Over time, this site has actually been linked to kind of a lot—pages at Wikipedia direct to it, librarians have included it in subject research guides, and so forth. I've resuscitated it so that at least those links won't go dead without me being able to point people to a better resource. I'm not thrilled about pruning the site back this way, believe me, and I really do hope I'll be able to restore lost functionality and improve some things that I'd started re-thinking over the years. But, realistically, I'm not in a position to make development on this site an especially high priority: it's just me doing the site, and I've got a full-time teaching job, plus all the other professional responsibilities that come with being a "mid-career" academic, on top of my other research interests. I hope the site will still be useful in its new state for its intended core of users: students and scholars of the eighteenth century who don't have access to expensive proprietary research databases. If that's you, well, this site can offer you links to page-image scans of more than 1,000 titles, and I'll continue adding to it as I can.

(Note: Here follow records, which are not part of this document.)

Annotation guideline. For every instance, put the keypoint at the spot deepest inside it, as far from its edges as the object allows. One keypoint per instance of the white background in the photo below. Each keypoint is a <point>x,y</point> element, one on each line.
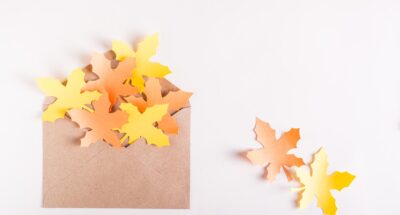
<point>330,68</point>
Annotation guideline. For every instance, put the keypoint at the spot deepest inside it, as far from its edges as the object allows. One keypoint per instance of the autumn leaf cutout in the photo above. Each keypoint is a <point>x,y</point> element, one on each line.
<point>144,67</point>
<point>176,100</point>
<point>101,122</point>
<point>123,103</point>
<point>142,124</point>
<point>317,183</point>
<point>111,81</point>
<point>67,97</point>
<point>274,154</point>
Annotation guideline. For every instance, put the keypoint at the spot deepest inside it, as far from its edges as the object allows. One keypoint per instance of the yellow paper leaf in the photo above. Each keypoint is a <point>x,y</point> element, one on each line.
<point>152,95</point>
<point>67,97</point>
<point>142,124</point>
<point>144,67</point>
<point>318,184</point>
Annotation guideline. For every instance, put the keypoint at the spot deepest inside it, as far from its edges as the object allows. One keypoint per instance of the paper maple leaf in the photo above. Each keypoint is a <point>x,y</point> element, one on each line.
<point>274,152</point>
<point>142,124</point>
<point>111,81</point>
<point>319,184</point>
<point>144,67</point>
<point>101,122</point>
<point>67,97</point>
<point>175,100</point>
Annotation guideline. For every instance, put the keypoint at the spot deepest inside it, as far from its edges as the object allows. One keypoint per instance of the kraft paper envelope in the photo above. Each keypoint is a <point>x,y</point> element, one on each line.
<point>100,176</point>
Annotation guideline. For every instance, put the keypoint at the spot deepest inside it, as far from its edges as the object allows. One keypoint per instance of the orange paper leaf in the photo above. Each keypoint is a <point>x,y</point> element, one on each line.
<point>111,81</point>
<point>274,155</point>
<point>152,92</point>
<point>101,122</point>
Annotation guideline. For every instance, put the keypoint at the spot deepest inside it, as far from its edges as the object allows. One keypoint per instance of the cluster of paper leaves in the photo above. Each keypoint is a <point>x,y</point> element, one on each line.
<point>123,103</point>
<point>314,182</point>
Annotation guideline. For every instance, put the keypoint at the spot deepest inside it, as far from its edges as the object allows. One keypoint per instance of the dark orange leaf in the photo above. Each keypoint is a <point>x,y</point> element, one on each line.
<point>101,122</point>
<point>111,81</point>
<point>274,155</point>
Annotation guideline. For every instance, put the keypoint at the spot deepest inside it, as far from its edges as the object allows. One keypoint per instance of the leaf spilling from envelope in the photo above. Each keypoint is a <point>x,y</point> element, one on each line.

If you're looking for something and can't find it here, I'll put in a word for a couple of other sites. HathiTrust connects scans made by Google at the partner libraries that are members of HathiTrust to honest-to-goodness catalogue records, so you have a much better chance of finding what you're looking for. Those are (mostly?) North American libraries, so you won't get the holdings of the Bodleian, the British Library, or European libraries. The Bodleian has been hosting copies of the scans Google made there on their own web site, so you can often find links to PDFs in the catalogue records available through SOLO. Google scanned a lot of great material at European Libraries like the Staatsbibliothek München and the National Bibliotheek van Nederland. In addition to finding those scans in the respective catalogues, you can find a lot of material in Europeana (which also indexes material from the Bodleian).

The digitization landscape has changed in several subtle but interesting ways since I started this project:

  • To all outward appearances, at least, Google seems to have scaled back its book scanning activities There continues to be a wealth of great material there, though it's not always as easily-discoverable as it should be, though the growth of HathiTrust obviates that problem to some extent. (Google has, however made astounding strides in optical character recognition for the millions of books they have scanned. They have periodically re-processed their page images as their OCR has advanced, so if you haven't looked at Google for full-text in a while, it's worth checking again.)
  • The Internet Archive was never as big a scanning operation as Google, but they also offer a tremendous amount of excellent material. They also have stuck more closely to metadata formats derived from libraries than Google has traditionally done, which means that, while the size of the collection isn't as large as Google's, it can be easier to find what you're looking for.
  • At the same time, a number of individual libraries have begun to provide very high-quality scans of items in their collections at no cost—you have to go looking, but you can find some wonderful things at, for instance, the Penn, Harvard, or UVA (just to name a few).

In 2019, then, there are more sources of better scans than there were in 2009, when I launched this site (or than there were in, say, 2006 or '07, when I started thinking about it). It's still not as easy as it should be to find the materials that are out there, but it's easier than it was. The need for a site like this one isn't perhaps quite so pressing today as it seemed in 2009, but I hope it will continue to be useful for some time yet.